On 2/19/19 9:12 AM, Jann Horn wrote:
> On Mon, Feb 11, 2019 at 8:01 PM Jens Axboe <[email protected]> wrote:
>> We normally have to fget/fput for each IO we do on a file. Even with
>> the batching we do, the cost of the atomic inc/dec of the file usage
>> count adds up.
>>
>> This adds IORING_REGISTER_FILES, and IORING_UNREGISTER_FILES opcodes
>> for the io_uring_register(2) system call. The arguments passed in must
>> be an array of __s32 holding file descriptors, and nr_args should hold
>> the number of file descriptors the application wishes to pin for the
>> duration of the io_uring instance (or until IORING_UNREGISTER_FILES is
>> called).
>>
>> When used, the application must set IOSQE_FIXED_FILE in the sqe->flags
>> member. Then, instead of setting sqe->fd to the real fd, it sets sqe->fd
>> to the index in the array passed in to IORING_REGISTER_FILES.
>>
>> Files are automatically unregistered when the io_uring instance is torn
>> down.

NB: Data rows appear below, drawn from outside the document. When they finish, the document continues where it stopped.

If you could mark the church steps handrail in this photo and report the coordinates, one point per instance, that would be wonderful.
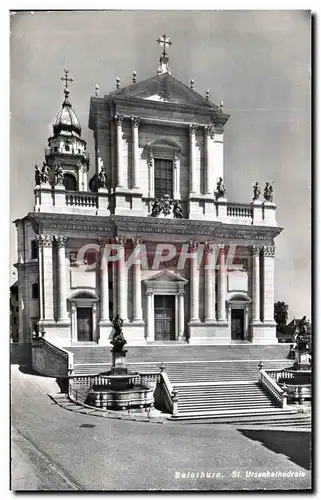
(81, 199)
(280, 373)
(271, 387)
(48, 358)
(239, 209)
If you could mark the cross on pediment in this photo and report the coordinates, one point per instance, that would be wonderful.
(66, 79)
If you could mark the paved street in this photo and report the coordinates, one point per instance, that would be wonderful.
(123, 455)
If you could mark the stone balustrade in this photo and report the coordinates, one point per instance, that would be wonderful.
(81, 200)
(239, 210)
(61, 201)
(270, 386)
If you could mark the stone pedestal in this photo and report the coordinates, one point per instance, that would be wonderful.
(302, 360)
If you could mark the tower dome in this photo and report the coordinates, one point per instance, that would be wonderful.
(66, 120)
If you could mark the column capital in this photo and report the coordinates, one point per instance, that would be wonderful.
(210, 247)
(135, 120)
(268, 250)
(209, 131)
(192, 127)
(222, 251)
(119, 120)
(256, 249)
(193, 246)
(61, 241)
(44, 240)
(150, 158)
(120, 240)
(135, 241)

An application need only unregister if it wishes to register a new
>> set of fds.
>>
>> Reviewed-by: Hannes Reinecke <[email protected]>
>> Signed-off-by: Jens Axboe <[email protected]>
>> ---
> [...]
>> @@ -1335,6 +1379,161 @@ static int io_cqring_wait(struct io_ring_ctx *ctx,
>> int min_events,
>> return READ_ONCE(ring->r.head) == READ_ONCE(ring->r.tail) ? ret : 0;
>> }
>>
>> +static void __io_sqe_files_unregister(struct io_ring_ctx *ctx)
>> +{
>> +#if defined(CONFIG_UNIX)
>> + if (ctx->ring_sock) {
>> + struct sock *sock = ctx->ring_sock->sk;
>> + struct sk_buff *skb;
>> +
>> + while ((skb = skb_dequeue(&sock->sk_receive_queue)) != NULL)
>> + kfree_skb(skb);
>> + }
>> +#else
>> + int i;
>> +
>> + for (i = 0; i < ctx->nr_user_files; i++)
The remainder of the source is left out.